Even before the cause of their deaths had been ascertained Count Hoyos was on a train bound for Vienna where on his arrival he reported the news to the Emperor’s Adjutant-General Count Paar. After ordering Hoyos to speak no further on the matter he retired to ponder on exactly what to do. It was not his place he felt to inform the emperor of the tragic news but that it could only be done by the Empress and so he contacted the head of her household Baron Nopsca who in turn contacted her chief lady-in-waiting Countess Ida von Ferenczy upon whom the responsibility fell. By the time she at last summoned up the courage to inform her mistress of what had happened whispers were already being heard of tragic events and there was to be a further delay as Elisabeth broke down in tears at the news. She was unable to control her emotions sufficiently to tell the emperor for some time. 
 
Reports of how Franz Joseph responded to the news of his son’s death vary from stoic resignation to seeming indifference. But then he was never one to express his emotions. 
 
Little distracted by grief the emperor’s overriding concern seemed to be securing his dead son a Christian Catholic funeral. This could not be possible as a suicide and so a special dispensation had to be received on the grounds of his mental derangement at the time. The question of exactly how and why Crown Prince Rudolf and Mary Vetsera died at the Mayerling appeared secondary to the need for it to have been a good death, and as such still remains a mystery to this day: had they died in a suicide pact? Had Rudolf first murdered Mary and then killed himself?
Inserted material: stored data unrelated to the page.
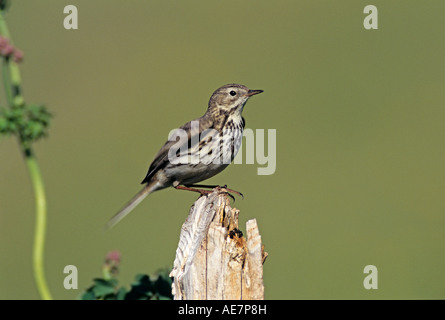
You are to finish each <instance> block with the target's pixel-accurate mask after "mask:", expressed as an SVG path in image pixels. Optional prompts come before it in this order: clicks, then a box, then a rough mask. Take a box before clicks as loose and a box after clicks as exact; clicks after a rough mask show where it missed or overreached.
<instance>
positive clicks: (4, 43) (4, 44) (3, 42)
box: [0, 36, 9, 49]
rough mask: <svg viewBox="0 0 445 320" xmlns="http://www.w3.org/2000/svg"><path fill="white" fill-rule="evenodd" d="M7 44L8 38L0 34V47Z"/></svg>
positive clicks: (6, 44)
mask: <svg viewBox="0 0 445 320" xmlns="http://www.w3.org/2000/svg"><path fill="white" fill-rule="evenodd" d="M7 44H9V41H8V38H5V37H3V36H0V49H2V48H4V47H6V45H7Z"/></svg>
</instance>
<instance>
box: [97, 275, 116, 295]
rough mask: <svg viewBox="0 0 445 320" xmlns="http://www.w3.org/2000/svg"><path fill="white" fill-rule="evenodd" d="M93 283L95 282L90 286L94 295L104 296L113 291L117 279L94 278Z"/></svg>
mask: <svg viewBox="0 0 445 320" xmlns="http://www.w3.org/2000/svg"><path fill="white" fill-rule="evenodd" d="M94 283H95V284H94V286H93V287H92V291H93V293H94V295H95V296H96V297H104V296H106V295H109V294H113V293H114V291H115V286H116V284H117V281H116V280H115V279H112V280H104V279H94Z"/></svg>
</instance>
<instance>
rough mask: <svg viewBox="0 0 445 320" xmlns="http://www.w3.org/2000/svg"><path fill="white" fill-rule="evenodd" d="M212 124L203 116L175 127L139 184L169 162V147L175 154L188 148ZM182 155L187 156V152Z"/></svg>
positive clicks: (210, 126) (209, 127) (212, 122)
mask: <svg viewBox="0 0 445 320" xmlns="http://www.w3.org/2000/svg"><path fill="white" fill-rule="evenodd" d="M212 126H213V122H212V121H211V120H210V119H209V118H207V117H205V116H203V117H201V118H198V119H195V120H192V121H190V122H187V123H186V124H184V125H183V126H182V127H180V128H178V129H176V130H175V131H174V132H173V134H172V135H171V138H170V139H169V140H168V141H167V142H166V143H165V144H164V146H163V147H162V148H161V149H160V150H159V152H158V153H157V155H156V156H155V158H154V160H153V162H152V163H151V164H150V168H149V169H148V172H147V175H146V176H145V178H144V180H142V182H141V184H144V183H147V182H149V181H150V179H151V178H152V177H153V176H154V174H155V173H156V172H157V171H158V170H160V169H162V168H164V167H165V166H166V165H167V164H168V163H169V155H168V153H169V150H170V149H171V148H174V149H172V150H173V151H175V150H176V155H178V152H180V151H182V150H188V149H189V146H191V143H192V142H193V141H199V139H200V138H201V140H202V138H203V137H202V136H201V137H200V134H201V133H202V132H204V131H205V130H207V129H212ZM185 135H187V138H185ZM179 137H180V138H179ZM181 155H182V153H181ZM184 156H187V154H185V155H184Z"/></svg>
Had Mary been pregnant with his child and the murders committed to prevent scandal? Had they been murdered by agents of a foreign power? 
 
Investigations appeared to suggest that Rudolf had apparently first shot Mary and then himself with a hunting rifle, a very difficult but not impossible thing to do. But if so, then why were the shots not heard? There are also no accounts of raised voices or any other disturbance. 
 
Queen Victoria’s eldest daughter Vicky who had been married to the Emperor Frederick wrote to her mother of the incident: 
 
I have heard things about poor Rudolf which may perhaps interest you. Prince Bismarck told me that violent altercations between Rudolf and his father had led to his committing suicide, but the Austrian Ambassador in Berlin tells me there had been no such scenes. The Chancellor (Bismarck) does not I think deplore it and did not like him. 
 
Empress Zita, the wife of the last ruler of Austria-Hungary Karl, believed all her life that Rudolf and Mary had been murdered by French agents. 
 
Rudolf’s death had changed the Habsburg dynastic succession and the line of inheritance now transferred to Franz Joseph’s brother Karl Ludwig who being of a similar age relinquished his rights in favour of his son Franz Ferdinand. 
 
No more popular than Rudolf had been the future Archduke Franz Ferdinand was at least in every other way the opposite. He was stable, sober, and earnest but also understood the need for reform but not from any dreamy idealistic sentiment but for the sake of the Empire and its survival. But like Rudolf he would never inherit the throne and never get the opportunity to implement his ideas for it was his assassination in Sarajevo on 28 June 1914, that was to set the European powers on the path to war.